Особенно Овуор, этот джалуо с громкими песнями, которые наколдовывали смех в глотке бваны. Овуор постоянно пытался украсть дни Кимани, но, как невезучий охотник, все время оставался без добычи, которая была не по нему. В хижинах кикуйу тоже жило много молодых мужчин, у которых ноги были здоровее и воздуха в груди больше, чем у Кимани. Они могли бы без труда добежать до дуки Пателя и назад, на ферму, но сила умного языка Кимани отражала любую атаку на его право.
Когда он отправлялся в путь из своей хижины, то еще видел на небе звезды; когда он добирался до мерзкого пса Пателя, солнце как раз начинало проглатывать их тени. Но это Кимани всегда ждал грузовик, а не грузовик Кимани. Долгий путь по лесу, где сидели молчаливые черные обезьяны, белую гриву которых видно было, только когда они прыгали с дерева на дерево, был труден. В жаркие дни между дождями Кимани, шагая к лавке, слышал, как кричат его кости. Когда он возвращался домой, перед хижинами уже горели костры. Тогда его ступни были такими горячими, как будто он затаптывал ими огонь. Но тело Кимани было сыто радостью, хотя он целый день только пил воду. Мемсахиб всегда наливала ее с вечера в красивую зеленую бутылку.
Плохи были те дни, когда гиена Патель отвечал на вопрос о почте покачиванием головы и при этом выглядел так, будто стянул у стервятников лучшие куски. Ведь бване его письма были нужны, как жаждущему — несколько капель воды. Они хранили его от того, чтобы он улегся спать навсегда. Если Кимани не приносил домой из вонючей дуки Пателя ничего, кроме муки, сахара и маленького ведрышка с полужидким желтым жиром для мемсахиб, глаза бваны теряли блеск, как шкурка умирающей собаки. Даже одна-единственная газета радовала его, и он брал маленький рулончик бумаги со вздохом, который был сладким лекарством для ушей, целый день поедавших только звуки из пастей животных.

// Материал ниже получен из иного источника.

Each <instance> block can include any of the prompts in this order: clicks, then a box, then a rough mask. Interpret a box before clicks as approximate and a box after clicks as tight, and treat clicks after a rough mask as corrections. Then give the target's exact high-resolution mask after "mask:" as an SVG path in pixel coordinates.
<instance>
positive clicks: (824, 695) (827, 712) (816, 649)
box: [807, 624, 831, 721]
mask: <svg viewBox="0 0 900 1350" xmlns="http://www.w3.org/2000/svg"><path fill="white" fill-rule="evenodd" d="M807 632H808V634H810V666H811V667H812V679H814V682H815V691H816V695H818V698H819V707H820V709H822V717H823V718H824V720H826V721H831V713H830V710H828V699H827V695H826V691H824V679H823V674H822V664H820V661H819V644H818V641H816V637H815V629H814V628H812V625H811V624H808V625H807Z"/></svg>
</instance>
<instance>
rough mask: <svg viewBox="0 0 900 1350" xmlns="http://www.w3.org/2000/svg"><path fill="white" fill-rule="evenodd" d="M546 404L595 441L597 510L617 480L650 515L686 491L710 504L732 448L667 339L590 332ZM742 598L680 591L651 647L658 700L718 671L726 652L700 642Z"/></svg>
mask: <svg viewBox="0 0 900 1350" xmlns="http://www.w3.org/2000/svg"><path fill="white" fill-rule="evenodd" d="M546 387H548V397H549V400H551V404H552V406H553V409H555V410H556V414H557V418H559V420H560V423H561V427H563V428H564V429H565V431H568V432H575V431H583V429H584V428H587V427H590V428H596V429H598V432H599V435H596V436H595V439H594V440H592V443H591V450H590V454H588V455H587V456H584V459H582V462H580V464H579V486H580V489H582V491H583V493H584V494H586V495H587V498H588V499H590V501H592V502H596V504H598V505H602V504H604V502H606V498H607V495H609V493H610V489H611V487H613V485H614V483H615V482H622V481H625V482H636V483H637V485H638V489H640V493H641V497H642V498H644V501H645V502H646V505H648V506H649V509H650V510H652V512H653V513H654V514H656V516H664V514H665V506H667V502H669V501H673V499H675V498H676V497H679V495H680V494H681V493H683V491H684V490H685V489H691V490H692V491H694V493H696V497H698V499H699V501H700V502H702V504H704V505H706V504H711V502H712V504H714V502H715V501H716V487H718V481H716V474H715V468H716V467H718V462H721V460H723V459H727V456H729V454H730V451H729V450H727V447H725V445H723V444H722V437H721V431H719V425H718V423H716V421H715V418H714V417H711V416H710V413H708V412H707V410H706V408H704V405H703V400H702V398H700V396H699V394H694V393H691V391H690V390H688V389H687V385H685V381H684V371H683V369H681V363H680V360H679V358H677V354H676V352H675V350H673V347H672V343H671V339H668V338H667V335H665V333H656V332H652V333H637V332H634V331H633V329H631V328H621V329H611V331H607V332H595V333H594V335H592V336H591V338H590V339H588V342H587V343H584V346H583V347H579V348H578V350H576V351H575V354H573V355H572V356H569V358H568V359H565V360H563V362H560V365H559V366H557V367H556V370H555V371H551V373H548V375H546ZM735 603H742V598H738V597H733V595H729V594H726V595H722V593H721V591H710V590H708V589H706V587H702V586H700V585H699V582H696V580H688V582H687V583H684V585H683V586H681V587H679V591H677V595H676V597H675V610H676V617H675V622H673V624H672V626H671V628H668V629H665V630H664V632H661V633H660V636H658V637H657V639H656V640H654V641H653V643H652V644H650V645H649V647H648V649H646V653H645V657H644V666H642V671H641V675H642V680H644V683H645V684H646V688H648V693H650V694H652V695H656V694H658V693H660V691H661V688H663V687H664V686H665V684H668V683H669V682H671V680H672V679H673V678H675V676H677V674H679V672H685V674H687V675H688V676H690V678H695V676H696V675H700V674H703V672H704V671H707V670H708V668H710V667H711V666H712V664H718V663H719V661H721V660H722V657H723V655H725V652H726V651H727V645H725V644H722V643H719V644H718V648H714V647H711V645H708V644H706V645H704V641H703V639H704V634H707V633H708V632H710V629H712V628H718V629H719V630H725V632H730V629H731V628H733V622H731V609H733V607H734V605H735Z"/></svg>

Бвана жил на ферме уже три малых и два больших времени дождей. Кимани хватило этого срока, чтобы понять — правда, так же медленно, как рожденному до срока ослику — некоторые вещи, которые в начале новой жизни с бваной делали голову такой тяжелой. Он теперь знал, что бване мало было солнца днем и луны ночью, дождя на иссохшей коже или кричавшего огня в холод, голосов из радио, которые не давали сна; даже постели мемсахиб и глаз дочери, когда она возвращалась на ферму из школы, из далекого Накуру, было ему недостаточно.
Бване нужны были газеты. Они кормили его голову и смазывали его глотку, которая рассказывала потом шаури, о которых ни один человек в Ол’ Джоро Ороке никогда не слышал. По пути из дома к полям льна и цветущей ромашки бвана рассказывал о войне. Это были волнующие истории о белых мужчинах, убивавших друг друга, как делали в древние времена масаи со своими мирными соседями, когда желали завладеть их скотом и женщинами.
Уши Кимани любили эти истории, которые были как сильный молодой ветер, но грудь его чувствовала, что, рассказывая их, бвана пережевывал старую печаль. Потому что, отправляясь в долгое сафари к Ол’ Джоро Ороку, он забыл взять свое сердце с собой. Однажды бвана вытащил из кармана штанов голубую картинку с множеством пестрых пятнышек и показал на крошечную точку.
— Это, мой друг, — сказал он, — Ол’ Джоро Орок.
Потом он немного сдвинул палец и очень медленно продолжил:
— Здесь стояла хижина моего отца. Туда я никогда не вернусь.
Кимани засмеялся, потому что его большая рука без труда могла коснуться одновременно обеих точек на голубой картинке. Но его голова не поняла, что хотел сказать бвана. С картинками в газетах, которые Кимани забирал из лавки Пателя, было по-другому. Он всегда просил бвану показать их ему и научился толковать их.
Там были нарисованы дома, выше, чем деревья, но их разрушали злые самолеты, как огонь уничтожал лес. Корабли с высокими трубами тонули, как будто они были маленькими камушками в реке, разбухшей после большого дождя. Картинки все время показывали мертвых мужчин. Некоторые лежали на земле так спокойно, будто хотели поспать после работы, другие лопнули, как мертвые зебры, слишком долго пролежавшие на солнце. Рядом со всеми покойниками лежало оружие, но оно не смогло им помочь, потому что во время войны хорошо вооруженных белых у каждого мужчины есть оружие.